Book "Event Processing in Action" contains "Fast Flowers Delivery" use case. Below I tried to reproduce this use case in BPMN to see the internal behavior of each participant.


I think, I have to switch to BPMN 2.0 to better handle exceptions.

Thanks,
AS


2 comments:

Anonymous said...

BPMN 2.0 introduces escalation event type and non-interrupting events. Do you really need them? Within BPMN 1.x escalation may be substituded by an error and non-interrupting event processing may be implemented by a parallel gateway.

You overuse pools and messages I'm afraid. My rule of thumb is to use lanes and control flows as long as possible (but no longer indeed).

As Bruce Silver says: "The best solution of all is to make those pools lanes instead, and replace the message flows with sequence flows. That’s probably what the modeler intended… before the BPMN spec (and Visio) muddied the waters with the notion that pools and lanes are sort of the same thing." http://www.brsilver.com/2010/10/18/what-is-a-process/

Alex said...

Anatoly,

In the same post Bruce Silver supported the following “I believe that the multi-pool approach to modeling is underused by modelers and undersupported by tool vendors.

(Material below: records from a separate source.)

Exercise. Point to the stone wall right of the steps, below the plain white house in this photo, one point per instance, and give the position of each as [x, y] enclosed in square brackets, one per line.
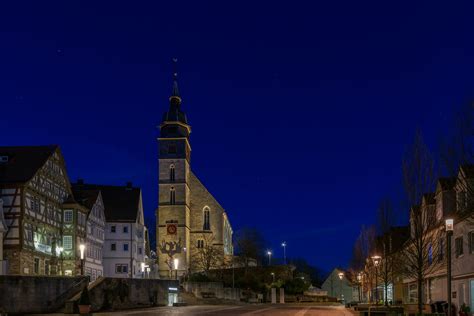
[119, 294]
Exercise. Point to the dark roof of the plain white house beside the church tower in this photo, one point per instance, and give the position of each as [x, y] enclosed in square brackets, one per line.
[121, 203]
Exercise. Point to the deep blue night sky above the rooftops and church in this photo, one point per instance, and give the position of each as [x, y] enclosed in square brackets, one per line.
[300, 111]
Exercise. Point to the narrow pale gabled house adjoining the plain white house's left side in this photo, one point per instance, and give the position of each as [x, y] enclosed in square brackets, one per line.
[95, 234]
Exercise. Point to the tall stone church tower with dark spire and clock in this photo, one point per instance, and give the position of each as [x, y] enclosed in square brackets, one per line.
[173, 213]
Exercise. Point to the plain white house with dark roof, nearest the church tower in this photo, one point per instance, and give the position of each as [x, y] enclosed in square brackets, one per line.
[125, 245]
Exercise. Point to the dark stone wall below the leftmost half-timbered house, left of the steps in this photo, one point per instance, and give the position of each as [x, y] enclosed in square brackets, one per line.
[37, 294]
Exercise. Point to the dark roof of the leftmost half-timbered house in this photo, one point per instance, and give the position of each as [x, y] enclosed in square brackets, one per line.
[23, 162]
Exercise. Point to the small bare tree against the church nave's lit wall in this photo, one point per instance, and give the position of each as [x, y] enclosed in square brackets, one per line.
[206, 257]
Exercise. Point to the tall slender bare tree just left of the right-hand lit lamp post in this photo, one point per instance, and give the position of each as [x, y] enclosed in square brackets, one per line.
[423, 245]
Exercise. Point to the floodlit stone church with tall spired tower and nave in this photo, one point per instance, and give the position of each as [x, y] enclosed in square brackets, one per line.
[193, 231]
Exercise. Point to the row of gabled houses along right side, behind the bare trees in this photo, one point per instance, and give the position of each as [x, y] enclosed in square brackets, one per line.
[408, 265]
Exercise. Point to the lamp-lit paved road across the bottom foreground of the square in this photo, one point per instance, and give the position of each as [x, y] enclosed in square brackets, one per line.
[257, 310]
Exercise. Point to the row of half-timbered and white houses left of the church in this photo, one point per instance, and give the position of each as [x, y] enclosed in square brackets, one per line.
[47, 221]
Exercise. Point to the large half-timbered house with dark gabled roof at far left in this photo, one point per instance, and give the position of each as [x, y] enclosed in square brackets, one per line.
[34, 187]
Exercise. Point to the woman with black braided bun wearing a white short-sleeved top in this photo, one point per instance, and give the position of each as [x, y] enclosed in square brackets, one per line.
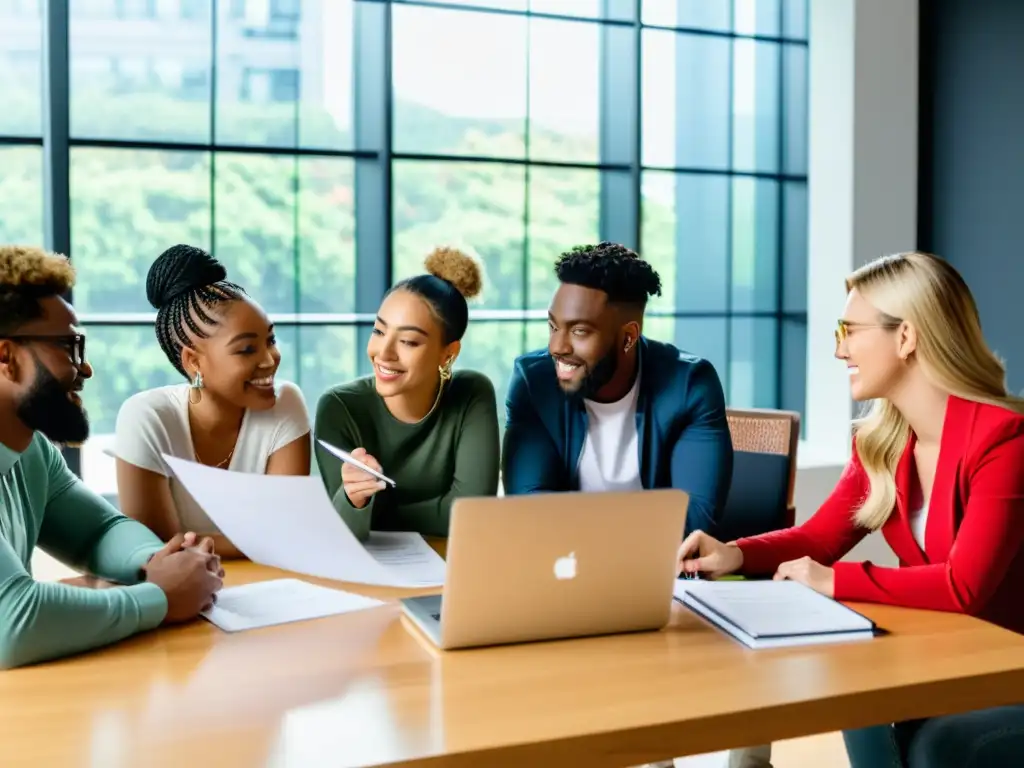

I consider this one of the most powerful conceptual revolutions represented by BPMN.” Exactly that “feature” of BPMN is exploited in my diagram.

In this diagram I don’t see any potential use of lanes – all pools are just different participants from different organisations and with their own life-cycles. But, as the result, I got a “distributed” system of mutually coordinating processes. It is well known that the error handling in any distributed system is more complicated than in a monolith system. So, in-line blocks with error handling may help to keep diagrams tidy.